Thread overview
Force LDC/LLVM to split a struct local (into registers)?
Sep 19
kinke
September 19
Hi,

This change increases the function's execution time by 50%:

https://github.com/CyberShadow/chunker/commit/inline-hash

To reproduce, get the code and run:

ldmd2 -Isrc -i -g -version=benchmarkChunker -O -inline -release -run src/chunker/package -N=100 Chunker

It looks like LLVM is keeping the fields on the stack, and isn't realizing that splitting the struct to move some fields into registers will result in faster code.

Is there something in the code preventing it from doing so? Or, is there a way to force it to split the struct?

September 19
On Thursday, 19 September 2019 at 21:40:11 UTC, Vladimir Panteleev wrote:
> Hi,
>
> This change increases the function's execution time by 50%:
>
> https://github.com/CyberShadow/chunker/commit/inline-hash
>
> To reproduce, get the code and run:
> [...]

Can reproduce on Win64 (after fixing up your temp file path changes ;)). As the function is pretty long, I didn't want to look at the changes in optimized IR (`-output-ll`), so I experimented a bit. The following patch restores previous performance:

@@ -374,8 +374,8 @@ struct Chunker(R)
                        foreach (_, b; buf[state.bpos .. state.bmax])
                        {
                                // slide(b)
-                               auto out_ = hash.window[hash.wpos];
-                               hash.window[hash.wpos] = b;
+                               auto out_ = state.hash.window[hash.wpos];
+                               state.hash.window[hash.wpos] = b;
                                hash.digest ^= ulong(tabout[out_].value);
                                hash.wpos++;
                                if (hash.wpos >= windowSize)
@@ -415,7 +415,8 @@ struct Chunker(R)
                                        return chunk;
                                }
                        }
-                       state.hash = hash;
+                       state.hash.wpos = hash.wpos;
+                       state.hash.digest = hash.digest;

                        auto steps = state.bmax - state.bpos;
                        if (steps > 0)

I.e., not reading from and touching the 64-bytes hash.window buffer copy in the loop, but the original buffer directly instead.
September 19
On Thursday, 19 September 2019 at 23:14:49 UTC, kinke wrote:
> Can reproduce on Win64 (after fixing up your temp file path changes ;)).

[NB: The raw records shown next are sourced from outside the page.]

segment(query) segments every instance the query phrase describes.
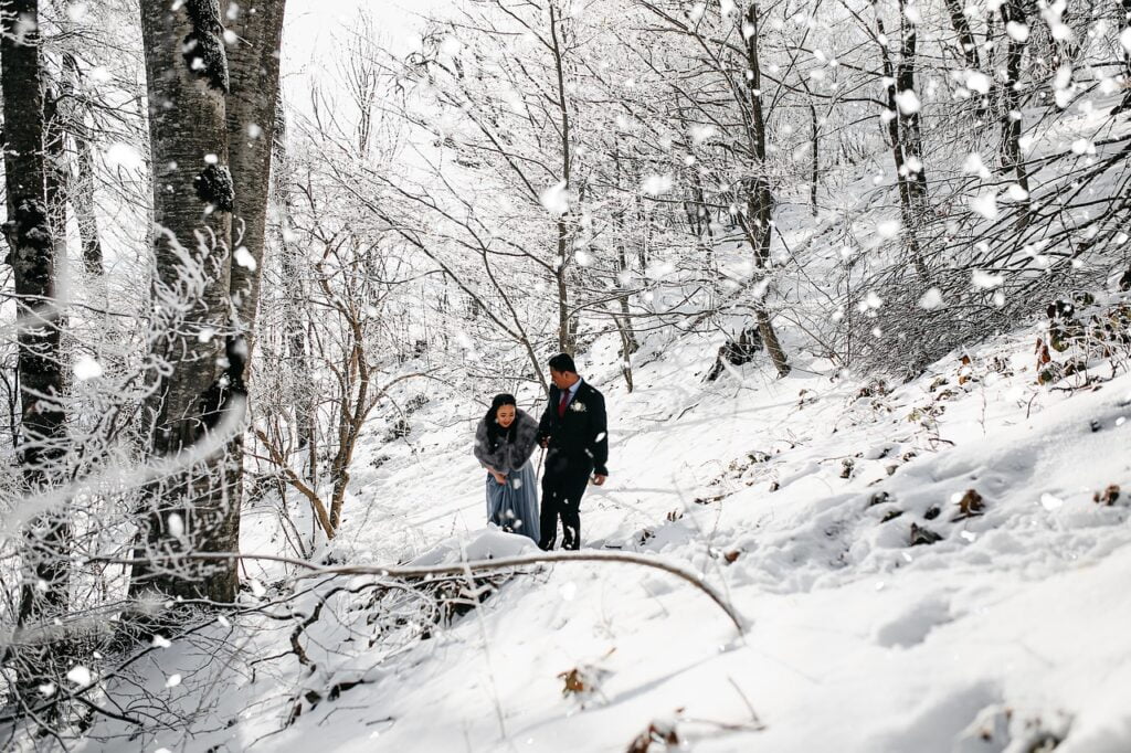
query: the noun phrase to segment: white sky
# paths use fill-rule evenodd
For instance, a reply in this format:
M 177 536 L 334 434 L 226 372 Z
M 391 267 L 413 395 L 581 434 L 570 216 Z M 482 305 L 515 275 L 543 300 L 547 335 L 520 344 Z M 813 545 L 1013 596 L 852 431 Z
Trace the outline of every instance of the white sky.
M 283 90 L 297 106 L 307 98 L 309 76 L 333 70 L 356 29 L 363 10 L 394 49 L 406 51 L 418 35 L 420 14 L 454 5 L 450 0 L 288 0 L 283 34 Z

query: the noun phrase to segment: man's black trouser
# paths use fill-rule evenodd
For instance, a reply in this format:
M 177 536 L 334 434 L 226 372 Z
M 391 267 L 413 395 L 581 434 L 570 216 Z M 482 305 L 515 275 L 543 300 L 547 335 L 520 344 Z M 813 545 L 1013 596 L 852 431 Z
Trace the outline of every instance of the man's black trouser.
M 558 540 L 558 519 L 562 521 L 562 548 L 581 546 L 581 496 L 589 484 L 593 464 L 588 459 L 569 458 L 550 450 L 546 471 L 542 476 L 541 538 L 543 549 L 554 548 Z

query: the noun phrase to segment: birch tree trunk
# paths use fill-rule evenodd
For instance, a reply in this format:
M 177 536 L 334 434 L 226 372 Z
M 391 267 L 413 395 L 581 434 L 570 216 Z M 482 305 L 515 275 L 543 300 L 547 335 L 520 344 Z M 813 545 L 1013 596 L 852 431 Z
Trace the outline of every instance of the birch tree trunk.
M 66 415 L 60 403 L 64 378 L 60 312 L 55 291 L 55 248 L 48 215 L 44 163 L 43 67 L 37 0 L 12 0 L 2 9 L 0 85 L 3 89 L 5 180 L 8 263 L 14 270 L 19 318 L 20 434 L 18 459 L 27 491 L 49 485 L 62 469 Z M 42 620 L 68 603 L 66 511 L 49 512 L 28 527 L 27 574 L 20 589 L 19 624 Z M 45 583 L 46 588 L 42 588 Z
M 218 0 L 141 1 L 154 165 L 154 329 L 157 383 L 147 406 L 150 451 L 175 464 L 149 490 L 137 559 L 239 548 L 221 418 L 228 408 L 232 336 L 227 55 Z M 185 453 L 193 451 L 191 460 Z M 233 527 L 233 521 L 235 526 Z M 234 561 L 136 565 L 131 591 L 232 601 Z

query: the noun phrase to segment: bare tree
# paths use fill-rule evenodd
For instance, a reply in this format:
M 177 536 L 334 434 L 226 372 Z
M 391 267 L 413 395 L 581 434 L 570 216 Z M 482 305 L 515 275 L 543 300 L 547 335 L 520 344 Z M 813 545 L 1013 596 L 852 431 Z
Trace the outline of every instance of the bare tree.
M 44 72 L 37 0 L 10 2 L 2 11 L 7 257 L 15 272 L 19 321 L 17 379 L 20 397 L 19 462 L 29 491 L 58 479 L 64 456 L 64 376 L 60 353 L 60 308 L 55 288 L 57 248 L 48 213 Z M 24 581 L 19 623 L 64 608 L 69 591 L 66 511 L 45 513 L 28 527 L 29 577 Z

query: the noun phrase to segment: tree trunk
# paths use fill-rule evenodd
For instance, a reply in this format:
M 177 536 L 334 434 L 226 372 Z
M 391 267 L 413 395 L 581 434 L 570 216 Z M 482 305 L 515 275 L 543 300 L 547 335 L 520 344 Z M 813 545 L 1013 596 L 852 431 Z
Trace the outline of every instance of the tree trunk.
M 284 0 L 231 3 L 234 10 L 227 14 L 228 31 L 238 37 L 228 45 L 232 90 L 226 113 L 230 165 L 235 184 L 232 230 L 238 242 L 231 288 L 239 314 L 236 326 L 248 338 L 249 350 L 264 266 L 271 148 L 278 118 L 284 5 Z M 245 249 L 247 256 L 239 249 Z
M 275 193 L 279 202 L 279 249 L 282 257 L 279 268 L 283 272 L 283 319 L 286 332 L 287 355 L 293 364 L 296 383 L 294 397 L 294 425 L 297 429 L 299 449 L 305 451 L 307 481 L 311 488 L 318 488 L 318 442 L 314 422 L 314 399 L 311 392 L 312 379 L 310 371 L 310 354 L 307 347 L 307 327 L 303 317 L 307 295 L 303 289 L 303 277 L 307 265 L 302 261 L 302 250 L 294 242 L 291 231 L 294 217 L 294 205 L 291 200 L 291 187 L 294 184 L 294 170 L 286 148 L 286 120 L 283 115 L 283 99 L 276 97 L 275 114 L 275 155 L 273 175 L 275 176 Z
M 1025 23 L 1025 7 L 1021 0 L 1005 0 L 1001 7 L 1002 24 Z M 1026 193 L 1021 211 L 1017 218 L 1018 228 L 1029 223 L 1029 173 L 1021 154 L 1021 102 L 1017 85 L 1021 80 L 1021 57 L 1025 53 L 1025 42 L 1010 37 L 1005 45 L 1005 86 L 1002 92 L 1004 112 L 1001 120 L 1001 165 L 1007 172 L 1012 171 L 1017 183 Z
M 758 55 L 759 15 L 758 3 L 752 2 L 745 14 L 746 28 L 743 31 L 745 37 L 746 52 L 746 93 L 750 105 L 750 129 L 751 141 L 756 163 L 753 190 L 748 194 L 746 236 L 754 251 L 754 265 L 758 269 L 766 269 L 770 260 L 770 243 L 774 240 L 774 227 L 770 220 L 774 218 L 774 193 L 770 189 L 769 179 L 766 175 L 766 116 L 762 113 L 761 93 L 761 60 Z M 749 189 L 748 189 L 749 190 Z M 766 349 L 774 361 L 778 376 L 789 373 L 791 366 L 786 358 L 785 350 L 774 331 L 774 322 L 766 311 L 765 301 L 758 303 L 756 311 L 758 320 L 758 331 L 766 343 Z M 772 346 L 771 346 L 772 344 Z
M 225 373 L 230 318 L 232 175 L 226 164 L 228 71 L 218 0 L 141 1 L 154 165 L 153 357 L 161 375 L 147 409 L 150 451 L 179 464 L 148 490 L 148 525 L 137 559 L 239 548 L 238 505 L 215 431 L 231 408 Z M 235 365 L 235 364 L 233 364 Z M 242 406 L 241 406 L 242 407 Z M 223 424 L 228 423 L 224 421 Z M 207 442 L 207 447 L 200 447 Z M 178 456 L 197 450 L 191 461 Z M 183 456 L 182 456 L 183 457 Z M 233 522 L 235 527 L 233 527 Z M 131 591 L 230 603 L 235 561 L 135 565 Z
M 37 0 L 5 7 L 0 40 L 3 89 L 5 180 L 8 220 L 3 231 L 16 287 L 20 388 L 18 460 L 28 491 L 61 471 L 66 415 L 60 358 L 60 312 L 55 300 L 55 248 L 48 214 L 44 165 L 43 68 Z M 20 588 L 19 624 L 66 608 L 69 592 L 70 526 L 66 511 L 49 512 L 27 527 L 25 563 L 33 577 Z M 45 583 L 46 588 L 41 588 Z
M 880 36 L 884 36 L 883 20 L 877 18 L 875 26 Z M 899 216 L 904 225 L 904 244 L 907 252 L 912 257 L 912 263 L 915 266 L 915 271 L 918 274 L 920 278 L 925 282 L 929 278 L 930 272 L 927 270 L 926 262 L 923 259 L 923 252 L 918 243 L 918 232 L 916 230 L 918 225 L 916 217 L 916 202 L 912 189 L 910 170 L 907 166 L 907 161 L 904 154 L 903 138 L 899 131 L 899 105 L 896 99 L 896 86 L 898 85 L 898 79 L 896 78 L 896 68 L 891 62 L 891 55 L 888 53 L 888 49 L 882 44 L 880 45 L 880 61 L 883 66 L 883 78 L 887 81 L 888 146 L 891 148 L 891 157 L 896 165 L 896 187 L 899 191 Z
M 75 89 L 81 71 L 71 54 L 63 54 L 63 78 L 61 93 L 70 98 L 68 116 L 63 127 L 75 142 L 75 173 L 69 179 L 68 199 L 75 210 L 79 242 L 83 245 L 83 267 L 87 274 L 102 277 L 102 242 L 98 239 L 98 222 L 94 200 L 94 156 L 86 126 L 86 109 L 75 101 Z
M 573 188 L 570 182 L 570 173 L 573 165 L 573 145 L 570 131 L 569 99 L 566 92 L 564 52 L 562 51 L 562 40 L 559 38 L 561 32 L 561 17 L 558 15 L 558 8 L 554 0 L 551 0 L 549 8 L 550 40 L 552 42 L 551 50 L 554 55 L 554 73 L 558 80 L 558 110 L 561 118 L 558 129 L 561 135 L 562 180 L 566 182 L 566 190 L 569 191 Z M 573 240 L 573 233 L 567 222 L 566 214 L 562 214 L 558 218 L 556 233 L 558 269 L 555 282 L 558 283 L 558 349 L 562 353 L 573 355 L 573 352 L 577 349 L 577 322 L 572 317 L 570 317 L 569 313 L 568 285 L 569 263 L 573 256 L 572 249 L 570 248 Z

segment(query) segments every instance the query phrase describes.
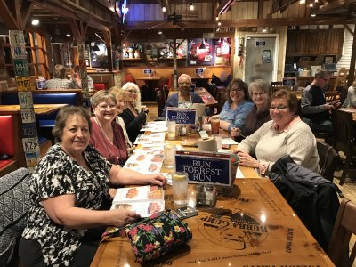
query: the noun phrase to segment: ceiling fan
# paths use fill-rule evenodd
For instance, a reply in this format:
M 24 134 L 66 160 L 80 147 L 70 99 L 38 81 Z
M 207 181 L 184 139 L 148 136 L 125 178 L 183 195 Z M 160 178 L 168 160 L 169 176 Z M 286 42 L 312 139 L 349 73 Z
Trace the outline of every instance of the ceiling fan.
M 158 24 L 150 27 L 148 29 L 152 29 L 158 26 L 171 23 L 171 22 L 173 25 L 178 25 L 182 28 L 184 28 L 186 27 L 186 25 L 184 24 L 184 22 L 182 21 L 182 16 L 181 14 L 178 14 L 175 12 L 175 4 L 173 4 L 173 12 L 171 14 L 166 15 L 166 21 L 159 22 Z

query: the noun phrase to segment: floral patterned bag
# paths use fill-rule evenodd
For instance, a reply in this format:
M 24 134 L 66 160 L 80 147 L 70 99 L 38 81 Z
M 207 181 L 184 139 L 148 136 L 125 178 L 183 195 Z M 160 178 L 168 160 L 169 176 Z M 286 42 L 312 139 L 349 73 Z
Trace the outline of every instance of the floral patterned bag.
M 137 263 L 163 255 L 192 238 L 187 223 L 170 210 L 160 212 L 123 228 L 115 228 L 101 236 L 107 239 L 127 235 Z

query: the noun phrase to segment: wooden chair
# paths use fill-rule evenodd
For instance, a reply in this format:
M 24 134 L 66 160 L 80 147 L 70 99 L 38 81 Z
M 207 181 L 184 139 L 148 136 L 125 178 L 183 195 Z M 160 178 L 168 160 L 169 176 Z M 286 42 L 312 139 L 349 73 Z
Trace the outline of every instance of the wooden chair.
M 347 76 L 349 70 L 345 68 L 341 68 L 337 73 L 337 77 L 335 81 L 333 91 L 336 91 L 337 87 L 347 87 Z
M 340 160 L 340 156 L 332 146 L 319 141 L 317 142 L 317 150 L 319 166 L 320 167 L 319 173 L 325 179 L 333 182 L 334 173 Z
M 340 93 L 338 93 L 337 91 L 325 92 L 325 99 L 327 101 L 327 103 L 332 102 L 333 101 L 340 99 Z
M 351 200 L 343 198 L 334 225 L 328 247 L 328 256 L 336 266 L 352 267 L 355 260 L 356 247 L 353 244 L 351 254 L 351 236 L 356 234 L 356 206 Z
M 333 109 L 331 109 L 331 121 L 333 123 L 334 134 L 333 147 L 336 150 L 344 151 L 346 157 L 344 163 L 343 174 L 340 178 L 340 185 L 343 185 L 352 166 L 352 161 L 356 157 L 356 136 L 352 114 Z

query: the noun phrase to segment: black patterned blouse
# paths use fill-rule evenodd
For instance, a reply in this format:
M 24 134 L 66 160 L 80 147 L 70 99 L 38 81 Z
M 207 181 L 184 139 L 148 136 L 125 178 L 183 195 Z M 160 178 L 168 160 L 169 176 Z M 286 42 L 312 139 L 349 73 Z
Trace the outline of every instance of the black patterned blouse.
M 22 237 L 37 239 L 49 266 L 69 266 L 86 230 L 70 229 L 52 221 L 41 205 L 44 198 L 74 194 L 76 207 L 97 210 L 109 195 L 111 164 L 92 146 L 83 152 L 92 171 L 80 166 L 53 145 L 32 174 L 31 207 Z

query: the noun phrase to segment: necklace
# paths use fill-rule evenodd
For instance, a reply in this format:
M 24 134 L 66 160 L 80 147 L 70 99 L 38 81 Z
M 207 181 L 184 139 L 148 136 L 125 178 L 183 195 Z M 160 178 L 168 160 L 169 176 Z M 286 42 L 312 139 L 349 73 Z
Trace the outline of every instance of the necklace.
M 99 125 L 99 128 L 101 130 L 101 133 L 102 133 L 102 134 L 105 136 L 106 141 L 107 141 L 107 142 L 109 142 L 110 144 L 112 144 L 113 146 L 115 146 L 114 143 L 111 142 L 111 141 L 109 139 L 108 135 L 105 134 L 104 130 L 103 130 L 102 127 L 101 127 L 101 125 L 100 121 L 98 120 L 98 118 L 97 118 L 96 117 L 94 117 L 94 121 L 95 121 L 95 123 Z M 114 133 L 113 133 L 113 134 L 114 134 Z M 108 142 L 107 142 L 104 141 L 104 144 L 105 144 L 105 147 L 106 147 L 106 150 L 108 151 L 108 155 L 109 155 L 108 160 L 109 160 L 109 161 L 111 161 L 111 159 L 115 158 L 115 160 L 117 161 L 117 163 L 115 163 L 115 164 L 119 164 L 119 158 L 119 158 L 118 156 L 113 157 L 113 156 L 111 155 L 110 150 L 109 150 Z

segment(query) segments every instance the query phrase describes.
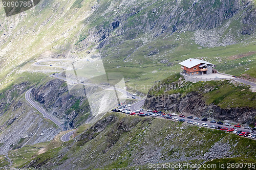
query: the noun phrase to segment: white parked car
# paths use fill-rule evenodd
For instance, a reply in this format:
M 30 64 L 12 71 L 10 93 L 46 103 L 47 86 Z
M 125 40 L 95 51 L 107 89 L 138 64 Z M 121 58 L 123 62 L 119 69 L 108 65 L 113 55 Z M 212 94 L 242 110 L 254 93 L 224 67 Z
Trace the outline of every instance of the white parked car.
M 193 122 L 193 125 L 199 126 L 200 125 L 200 124 L 199 124 L 198 122 Z
M 205 127 L 206 127 L 208 126 L 208 124 L 206 124 L 206 123 L 202 123 L 202 126 L 204 126 Z
M 175 121 L 178 121 L 178 120 L 179 120 L 179 118 L 178 118 L 178 117 L 173 117 L 172 118 L 172 119 L 174 120 L 175 120 Z
M 251 137 L 251 136 L 252 136 L 252 135 L 253 134 L 252 133 L 250 133 L 248 135 L 248 137 Z

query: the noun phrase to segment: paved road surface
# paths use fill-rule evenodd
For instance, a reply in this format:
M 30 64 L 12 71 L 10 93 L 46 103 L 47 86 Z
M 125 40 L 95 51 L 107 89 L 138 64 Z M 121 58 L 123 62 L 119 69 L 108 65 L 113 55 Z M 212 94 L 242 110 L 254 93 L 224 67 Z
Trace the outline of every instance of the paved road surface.
M 29 90 L 26 92 L 25 99 L 29 102 L 32 106 L 33 106 L 35 109 L 37 110 L 40 113 L 42 114 L 46 118 L 49 119 L 52 121 L 54 124 L 59 126 L 63 130 L 63 127 L 61 126 L 62 124 L 61 122 L 57 120 L 56 118 L 47 113 L 44 109 L 41 108 L 40 107 L 37 106 L 35 102 L 30 98 L 30 94 L 31 93 L 31 89 Z

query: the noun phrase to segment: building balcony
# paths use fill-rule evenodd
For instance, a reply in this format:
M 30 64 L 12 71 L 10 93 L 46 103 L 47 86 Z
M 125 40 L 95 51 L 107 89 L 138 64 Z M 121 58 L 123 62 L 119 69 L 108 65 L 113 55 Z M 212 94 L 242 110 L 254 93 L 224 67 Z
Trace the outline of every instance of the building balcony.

Ah, sorry about that, I had already fixed it on master.

> The following patch restores previous performance:

Thanks! That's interesting, though not really what I was trying to do. My goal was to move the "manually inlined" statements into a Hash method. I figured that if I could get the compiler to break up the Hash struct and put some fields into registers, it would have no trouble inlining a Hash method which worked with them.

For now I settled on passing all the locals to a free function:

https://github.com/CyberShadow/chunker/blob/12b5b2d543867a67db2a28b7eb70b25efef53e70/src/chunker/package.d#L399

This does inline nicely but still precludes encapsulating the logic into an "opaque" Hash struct while maintaining performance.

September 20
On Thursday, 19 September 2019 at 23:48:35 UTC, Vladimir Panteleev wrote:
> This does inline nicely but still precludes encapsulating the logic into an "opaque" Hash struct while maintaining performance.

Another thing that works is to copy a struct with only scalar types to the stack:

https://github.com/cybershadow/chunker/commit/inline-hash-2

Then it seems to be nicely get split up, and it does allow encapsulation, though with a setup and commit step.